Par Louis-Jérôme Cloutier

On connait tous Snatch de Guy Ritchie, mais on connait un peu moins le film qui l’a précédé et qui lui a servi d’inspiration: Lock, Stock and Two Smoking Barrels. Je ne peux pas vraiment vous parler de la façon dont ce film a été accueilli par la critique et le public en 1999. Cependant, je me rappelle avoir vu Ritchie remporter un MTV Movie Awards pour le réalisateur le plus prometteur. Il est vrai que son film démontre un grand talent pour une première œuvre. Si je pouvais rapidement le décrire, je dirais qu’il est une sorte de Tarantino anglais, enfin, c’est ce que les deux premiers films nous donnent comme impression. Je vous disais que Snatch ressemblait beaucoup à ce film, mais je vais éviter de faire des comparaisons entre les deux. Elles viendront si je fais la critique de ce film un jour. Pour le moment, je me concentrerai sur Lock, Stock and Two Smoking Barrels.
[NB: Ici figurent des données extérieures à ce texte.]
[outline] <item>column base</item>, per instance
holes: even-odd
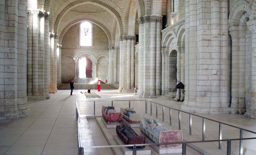
[[[31,95],[28,96],[28,100],[46,100],[47,99],[49,99],[50,97],[49,95]]]
[[[238,108],[230,108],[230,113],[231,114],[238,114]]]
[[[250,118],[256,118],[256,111],[247,109],[247,111],[245,114],[245,116]]]

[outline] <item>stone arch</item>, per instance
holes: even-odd
[[[172,29],[170,30],[165,34],[164,39],[162,40],[162,47],[166,47],[166,44],[167,44],[168,40],[170,38],[176,38],[176,35],[175,32]]]
[[[101,54],[99,55],[97,57],[97,58],[96,58],[96,59],[95,59],[95,62],[98,62],[99,59],[102,57],[106,58],[106,59],[107,59],[108,60],[108,62],[109,62],[109,57],[106,54]]]
[[[77,23],[84,21],[88,21],[92,23],[93,23],[100,27],[102,29],[102,30],[103,30],[105,33],[106,33],[108,39],[109,45],[111,44],[112,37],[111,36],[110,32],[108,29],[104,26],[103,24],[93,19],[86,18],[78,19],[75,20],[73,20],[71,22],[68,23],[65,28],[62,30],[61,33],[61,35],[58,39],[58,42],[61,44],[64,35],[70,28]]]
[[[145,15],[145,7],[143,0],[135,0],[138,10],[138,18]]]
[[[95,62],[96,60],[96,58],[94,55],[92,54],[91,53],[87,52],[83,52],[80,53],[78,55],[76,56],[75,58],[75,60],[77,61],[80,58],[82,57],[86,57],[92,60],[92,61],[93,62]]]
[[[177,43],[178,46],[181,45],[182,43],[182,37],[185,34],[185,24],[183,24],[180,27],[178,30],[177,33]]]
[[[169,92],[176,92],[175,87],[177,79],[177,54],[176,49],[170,50],[169,55]],[[176,95],[176,94],[175,94]]]
[[[245,13],[247,13],[249,17],[252,11],[248,2],[245,1],[238,2],[234,7],[229,15],[228,19],[229,27],[239,26],[241,17]]]
[[[67,1],[67,2],[68,1]],[[110,13],[116,19],[117,21],[118,22],[118,23],[119,27],[120,34],[121,35],[122,35],[124,32],[124,28],[122,22],[122,19],[120,15],[121,14],[119,13],[121,12],[118,12],[116,9],[119,10],[120,8],[116,6],[113,2],[110,1],[109,1],[109,2],[108,3],[107,3],[99,1],[97,1],[97,2],[96,2],[94,0],[79,0],[72,2],[68,4],[67,3],[67,2],[64,3],[60,7],[60,9],[58,9],[56,12],[56,14],[58,14],[58,16],[54,24],[54,32],[58,32],[58,29],[61,19],[69,10],[80,5],[90,4],[100,7]],[[115,6],[115,7],[113,7],[114,6]],[[63,8],[64,9],[63,9]],[[60,9],[61,9],[62,11],[60,11]]]
[[[152,0],[151,2],[151,15],[156,16],[162,16],[162,0]]]
[[[75,61],[74,56],[70,54],[62,55],[61,81],[63,83],[69,83],[75,77]]]

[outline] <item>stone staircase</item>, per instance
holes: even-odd
[[[89,88],[91,89],[98,89],[98,85],[97,84],[84,84],[80,83],[74,83],[74,89],[84,89],[87,90]],[[57,87],[58,89],[70,89],[70,85],[69,84],[62,83],[60,84]],[[113,84],[107,84],[101,81],[100,89],[117,89],[114,87]]]

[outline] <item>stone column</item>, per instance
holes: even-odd
[[[156,95],[156,19],[153,17],[150,17],[150,94],[149,95],[150,98],[154,98],[155,97],[155,96]]]
[[[163,95],[165,93],[165,50],[161,51],[162,55],[162,95]]]
[[[27,102],[26,83],[27,52],[27,35],[28,28],[27,27],[27,0],[19,1],[19,13],[18,17],[17,103],[19,112],[19,114],[20,117],[26,116],[30,113],[29,109],[28,108],[27,103]],[[0,33],[1,33],[1,32],[0,32]],[[10,42],[9,42],[9,44]],[[9,57],[9,55],[8,57]],[[0,61],[1,61],[3,59],[0,59],[0,60],[0,60]],[[0,66],[0,68],[1,68],[1,66]],[[2,68],[4,68],[3,67]],[[9,72],[9,71],[7,71]],[[7,74],[8,73],[6,74],[6,76]],[[0,81],[1,81],[2,79],[0,79]],[[3,80],[2,81],[3,81]],[[1,90],[0,92],[2,90]],[[1,94],[1,92],[0,92],[0,94]],[[2,94],[3,94],[3,93]],[[0,98],[1,98],[2,97],[0,97]],[[2,101],[0,101],[0,103],[3,103],[3,102]],[[2,116],[0,116],[0,118],[1,117],[2,117]]]
[[[39,11],[38,17],[38,92],[39,98],[45,99],[44,94],[44,11]]]
[[[117,81],[118,83],[119,83],[119,75],[120,75],[119,74],[119,65],[120,64],[120,63],[119,62],[119,60],[120,60],[120,56],[119,56],[119,52],[120,52],[120,48],[118,47],[118,48],[117,49]]]
[[[184,49],[182,48],[181,50],[181,82],[185,84],[185,52]],[[184,101],[184,89],[181,89],[181,96],[180,100],[181,101]]]
[[[126,92],[130,92],[131,90],[131,40],[132,37],[126,36],[127,39],[127,66],[126,66]]]
[[[132,36],[131,42],[131,91],[132,92],[135,86],[135,60],[134,57],[135,47],[135,36]]]
[[[237,27],[229,28],[232,41],[231,75],[231,105],[230,113],[238,113],[239,63],[239,29]]]
[[[256,118],[256,20],[246,23],[252,32],[252,94],[250,105],[246,105],[246,117]]]
[[[238,89],[238,113],[245,112],[245,55],[246,28],[240,28],[239,34],[239,83]]]
[[[162,30],[162,17],[157,17],[156,24],[156,96],[161,95],[161,30]]]
[[[49,95],[49,18],[50,15],[45,13],[44,30],[44,93],[46,99],[50,98]]]
[[[150,17],[143,17],[144,21],[143,36],[143,98],[147,98],[150,95]]]
[[[77,62],[76,62],[77,63]],[[94,78],[98,78],[97,77],[97,63],[98,62],[95,62],[94,63]],[[77,66],[77,65],[76,65],[75,66]]]
[[[38,95],[38,13],[33,13],[32,34],[32,94]]]
[[[139,97],[142,97],[143,94],[143,56],[144,51],[143,50],[144,46],[144,27],[143,24],[144,20],[143,17],[140,17],[137,20],[139,23],[139,55],[138,55],[138,93]]]
[[[179,48],[177,51],[177,84],[181,82],[181,48]],[[176,97],[174,99],[174,101],[177,101],[180,100],[180,89],[177,89]]]
[[[114,54],[114,83],[117,83],[117,47],[113,49]]]
[[[61,84],[61,47],[62,45],[57,44],[57,85]]]
[[[123,38],[120,37],[119,58],[119,88],[118,91],[122,92],[123,89]]]
[[[77,79],[77,61],[76,60],[74,60],[74,63],[75,64],[75,76],[74,78],[75,80]],[[97,63],[96,63],[96,64]],[[96,65],[96,68],[97,68]],[[95,70],[96,71],[96,70]],[[96,78],[97,76],[95,75],[95,71],[94,71],[94,78]]]
[[[122,92],[126,92],[127,91],[126,80],[127,79],[127,73],[126,69],[127,69],[127,62],[125,60],[127,59],[127,37],[126,36],[123,35],[123,52],[122,52]]]
[[[27,60],[27,96],[32,95],[32,48],[33,47],[33,14],[28,10],[28,50]]]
Histoire: Eddy, Tom, Bacon et Soap sont quatres amis qui ont réussi à accumuler assez d’argent pour qu’Eddie puisse participer à une partie de cartes et ainsi leur faire rapporter de l’argent. Celui-ci est un champion pour deviner ce que les gens pensent, ce qui fait qu’il gagne toujours aux cartes.

Problème: La partie est truquée, Eddie se fait avoir et doit maintenant un demi-million de livres à Hatchet Harry. Avec seulement une semaine pour rembourser, nos quatre amis doivent dénicher un plan pour rembourser cet argent.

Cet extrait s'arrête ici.